Judul            : Dracula, Pembantai Umat Islam dalam Perang Salib
Penulis         : Hyphatia Cneajna
Penerbit       : Navila Idea, Yogyakarta
Tebal           : xii + 192 halaman
Tahun Terbit : Agustus 2007

   Kita tentu sudah mengetahui kekejaman Hitler, Pol Pot, Mao, Stalin ataupun Soeharta. Akan tetapi, siapa yang mengetahui  kekejaman Dracula?
   Vlad Tepes atau kemudian dikenal di dunia sebagai Dracula, memang sudah menjadi sosok yang melegenda. Semua itu tentunya berkat jasa Bram Stoker dengan novelnya, Dracula.
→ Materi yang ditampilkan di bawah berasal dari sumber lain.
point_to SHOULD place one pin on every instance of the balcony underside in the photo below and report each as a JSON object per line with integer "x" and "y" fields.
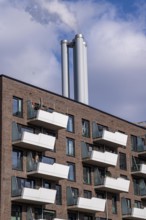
{"x": 106, "y": 142}
{"x": 138, "y": 174}
{"x": 98, "y": 163}
{"x": 108, "y": 189}
{"x": 30, "y": 146}
{"x": 132, "y": 217}
{"x": 44, "y": 176}
{"x": 44, "y": 124}
{"x": 79, "y": 209}
{"x": 28, "y": 201}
Dari buah karya Dracula puluhan film telah diproduksi, antara lain Dracula’s Daughter (1936), Son of Dracula (1943), Hoorof of Dracula (1958), Nosferatu (1922)—yang dibuat ulang pada tahun 1979. Baik buku mapun film-film tersebut mempunyai gambaran yang sama tentang sosok Dracula, yaitu seorang vampir yang haus darah. Ia diceritakan akan keluar setiap bulan purnama dari kastilnya dengan memakai jubah hitam guna mencari korban sebagai santap malam.
   Apakah Dracula memang seperti yang digambarkan oleh Bram Stoker maupun film-film yang telah disebutkan tadi? Inilah yang membuat menarik buku karya Hyphatia Cneajna yang berjudul Dracula, Pembantai Umat Islam dalam Perang Salib. Buku setebal 192 halaman ini tidak menampilkan sosok Dracula sebagai vampir tapi sebagai sosok sejarah. Dracula ditampilkan sebagaimana Hitler, Pol Pot, Mao dan tokoh-tokoh sejarah lainnya, sehingga buku ini berbeda dengan buku sejenis yang pernah terbit sebelumnya.
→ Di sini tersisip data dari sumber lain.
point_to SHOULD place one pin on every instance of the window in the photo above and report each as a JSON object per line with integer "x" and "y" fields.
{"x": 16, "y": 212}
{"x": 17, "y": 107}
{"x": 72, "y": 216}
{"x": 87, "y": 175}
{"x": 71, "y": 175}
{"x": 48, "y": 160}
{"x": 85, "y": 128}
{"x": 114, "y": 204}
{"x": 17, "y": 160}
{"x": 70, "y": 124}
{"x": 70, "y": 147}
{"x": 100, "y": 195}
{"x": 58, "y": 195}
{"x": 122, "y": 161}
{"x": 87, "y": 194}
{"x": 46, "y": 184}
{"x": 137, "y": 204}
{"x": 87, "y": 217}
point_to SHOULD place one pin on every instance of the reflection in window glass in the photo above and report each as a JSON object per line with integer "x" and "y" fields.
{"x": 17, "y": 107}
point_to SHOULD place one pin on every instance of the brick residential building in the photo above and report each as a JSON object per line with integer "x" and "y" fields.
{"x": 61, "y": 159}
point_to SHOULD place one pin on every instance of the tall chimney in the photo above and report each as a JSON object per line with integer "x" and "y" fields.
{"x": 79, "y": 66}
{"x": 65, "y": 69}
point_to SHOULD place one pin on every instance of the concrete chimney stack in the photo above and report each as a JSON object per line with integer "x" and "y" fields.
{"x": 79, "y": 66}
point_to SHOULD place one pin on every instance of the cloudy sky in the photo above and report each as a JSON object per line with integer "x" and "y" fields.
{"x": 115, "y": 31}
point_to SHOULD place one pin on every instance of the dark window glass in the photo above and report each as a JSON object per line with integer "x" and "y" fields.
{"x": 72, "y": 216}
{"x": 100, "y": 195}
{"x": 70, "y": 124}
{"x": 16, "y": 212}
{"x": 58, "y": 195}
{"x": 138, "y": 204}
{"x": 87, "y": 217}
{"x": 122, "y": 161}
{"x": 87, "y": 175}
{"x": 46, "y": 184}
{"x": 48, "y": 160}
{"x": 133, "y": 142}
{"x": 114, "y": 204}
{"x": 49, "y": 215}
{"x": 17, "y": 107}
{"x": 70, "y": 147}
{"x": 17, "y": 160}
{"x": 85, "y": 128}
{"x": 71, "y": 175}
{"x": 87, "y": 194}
   Siapa sebenarnya Dracula? Sejarah Dracula memang unik. Ia berada di antara dua kerajaan besar yang bertingkai ketika itu—Kerajaan Honggaria dan Turki Ottoman. Masa kecil hingga menginjak dewasa ia habiskan di Turki, tapi setelah itu ia justru memihak Kerajaan Honggaria dalam memperebutkan Konstantinopel. Posisi inilah yang menempatkan dirinya sebagai pengkhianat bagi Turki dan pahlawan bagi Honggaria.
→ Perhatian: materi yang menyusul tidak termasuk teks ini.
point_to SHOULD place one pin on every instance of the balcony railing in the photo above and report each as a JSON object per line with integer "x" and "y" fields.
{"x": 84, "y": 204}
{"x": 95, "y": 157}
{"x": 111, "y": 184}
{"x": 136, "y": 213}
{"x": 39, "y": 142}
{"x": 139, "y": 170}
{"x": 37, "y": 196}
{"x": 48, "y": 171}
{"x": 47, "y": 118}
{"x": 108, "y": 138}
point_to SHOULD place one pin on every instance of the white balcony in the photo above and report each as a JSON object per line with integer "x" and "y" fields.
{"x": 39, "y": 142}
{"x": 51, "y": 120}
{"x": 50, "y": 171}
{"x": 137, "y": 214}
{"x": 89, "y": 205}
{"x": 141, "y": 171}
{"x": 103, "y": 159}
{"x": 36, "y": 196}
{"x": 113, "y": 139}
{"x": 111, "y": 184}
   Sebagai penguasa Wallachia pada kurun waktu 1456-1462 dan 1475-1476, Dracula memang cukup kontroversial. Ketika baru saja bertahta ia justru membantai prajurit Turki yang telah mendukungnya. Akan tetapi, tak lama setelah itu ia malah digulingkan oleh Honggaria karena dianggap tak mau tunduk. Sebagaimana diktator dan tiran yang lain, guna mengamankan posisinya yang seringkali terancam, maka Dracula memakai segala cara agar kekuasaannya menjadi langgeng. Tentu saja cara yang ia pakai adalah teror dan pembantain. Maka tak mengherankan kalau selama enam tahun kekuasaannya ia telah membantai 500.000 rakyatnya—300.000  lainnya adalah umat Islam.
***
Filsuf dan sekaligus aktivis gerakan kiri Italia, Antonio Gramsci, dalam bukunya Notes on Italian History (1934), mengungkapkan bahwa seringkali sejarah hanya berbicara tentang kekuasaan yang menang. Sejarah semacam ini bisa dikatakan sebagai sejarah superhero; ia hanya akan berbicara tentang para raja bukan tentang kawula. Akibatnya, pihak-pihak yang kalah harus berada di luar gelanggang sejarah, yang artinya tidak mempunyai peran apa-apa dalam sejarah.
Memang beberapa sejarawan seperti Arnold Toynbee, memberikan pemaparan bahwa penjajahan sejarah. Hal ini berakibat sejarah hanya berisikan masa lalu yang sesuai dengan Barat. Sehingga, kejadian-kejadian lainnya dianggap tidak relevan dan karena oleh itu bisa diabaikan. Dalam konteks inilah Hyphatia mendasarkan kajiannya tentang sosok Dracula. Oleh karena itu, tidak mengherankan kalau dalam satu bab ia menguraikan tentang “penjajahan sejarah” tersebut.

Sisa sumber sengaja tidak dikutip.